Types of listening include, listening in real time, listening as research, listening for impact (ROI). That’s a lot of listening. But when the group was asked how much time they spent listening, most said, “Not enough.”

Beth recommended carving out 15 to 20 minutes each day or blocking an hour of your schedule on Friday.

If you want to learn more about how to be a good listener, Beth has a great presentation on the topic.

When Disaster Strikes, Are You Listening?

The American Red Cross listens in the social media space. It has teams of people ready to be deployed when disaster strikes.

Wendy Harman talks about listening at NonProfit 2.0.

Its Social Media Manager Wendy Harman has conducted training so that staff knows how to be a subject matter expert. She’s even developed a social media handbook (and has said we can use it!).

Most of her social media posts are intended to make the organization’s mission more known. “We like to have fun nerdiness with our posts,” she told the NonProfit 2.0 audience recently.

But, of course, there is a serious side to her job. And that’s getting the word out about disaster efforts. At 4:53 p.m. on Jan. 12, Wendy and the Red Cross “put into practice everything we did before.”
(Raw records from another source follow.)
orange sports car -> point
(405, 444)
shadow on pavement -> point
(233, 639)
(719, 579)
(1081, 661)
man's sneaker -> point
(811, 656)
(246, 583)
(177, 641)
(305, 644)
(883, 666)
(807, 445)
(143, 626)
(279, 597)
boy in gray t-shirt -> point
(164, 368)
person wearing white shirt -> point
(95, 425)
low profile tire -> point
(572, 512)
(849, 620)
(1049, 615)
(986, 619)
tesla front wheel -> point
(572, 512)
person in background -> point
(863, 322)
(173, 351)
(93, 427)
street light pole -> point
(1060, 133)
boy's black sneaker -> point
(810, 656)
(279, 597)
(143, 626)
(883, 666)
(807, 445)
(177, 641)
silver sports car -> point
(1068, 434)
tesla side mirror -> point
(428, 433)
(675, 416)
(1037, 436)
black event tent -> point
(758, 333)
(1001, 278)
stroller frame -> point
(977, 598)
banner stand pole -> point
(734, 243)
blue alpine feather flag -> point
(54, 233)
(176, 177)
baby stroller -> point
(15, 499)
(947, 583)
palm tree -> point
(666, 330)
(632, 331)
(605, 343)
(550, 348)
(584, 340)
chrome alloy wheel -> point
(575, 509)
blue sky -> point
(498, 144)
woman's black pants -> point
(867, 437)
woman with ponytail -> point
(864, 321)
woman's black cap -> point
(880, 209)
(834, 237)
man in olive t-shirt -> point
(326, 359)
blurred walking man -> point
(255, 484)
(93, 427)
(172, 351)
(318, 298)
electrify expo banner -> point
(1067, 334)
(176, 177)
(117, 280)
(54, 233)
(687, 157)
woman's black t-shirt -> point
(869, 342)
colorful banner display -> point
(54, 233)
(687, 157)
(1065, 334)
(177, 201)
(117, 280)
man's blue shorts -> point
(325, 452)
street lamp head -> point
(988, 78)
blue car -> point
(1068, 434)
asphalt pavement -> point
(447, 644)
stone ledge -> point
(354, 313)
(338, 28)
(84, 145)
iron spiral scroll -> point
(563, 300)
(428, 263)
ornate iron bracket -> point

That included Facebook updates and interviewing a subject matter expert on Haiti in front of a world map with a flip cam so they could post the video interview.

At the start of a crisis, the Red Cross may have limited information. “Even if we don’t know anything,” Wendy said, “we acknowledge that something is going on.”

Ironically, Wendy said that on Jan. 11, she was feeling frustrated about social media. “We weren’t moving the needle on people taking action.”

All that changed after the earthquake struck. By 9:38 p.m. on Jan. 12 the Red Cross had set up text mobile giving through the State Department. By the next morning, 3 million people had made donations via their phones.

“We just had to tweet about it one time,” Wendy said. The White House also tweeted once about the mobile giving option.

“The rest was the American public,” Wendy said. “We were seeing an unprecedented mobile giving phenomenon.”

From then on it was about keeping the information churning and the public information push in the social world, she said.

In the aftermath, Wendy said the biggest lesson learned was that social media wasn’t “just fun and games anymore.”

“We really can do something here,” she said.

She learned about a group trapped under a supermarket. “They could hear the rescue workers, but the workers couldn’t hear them. But they were tweeting,” Wendy said.

Despite efforts, the group later perished.

What will change for the Red Cross, Wendy said, is that “we’re going to let the public come in and tell us where we need to mobilize. In the past we relied heavily on disaster teams.”

Wendy said in the future, for her, social media is going to be about tearing down the wall and “being really informed, really becoming  a facilitator.”

It’s her goal, and it’s a worthy one.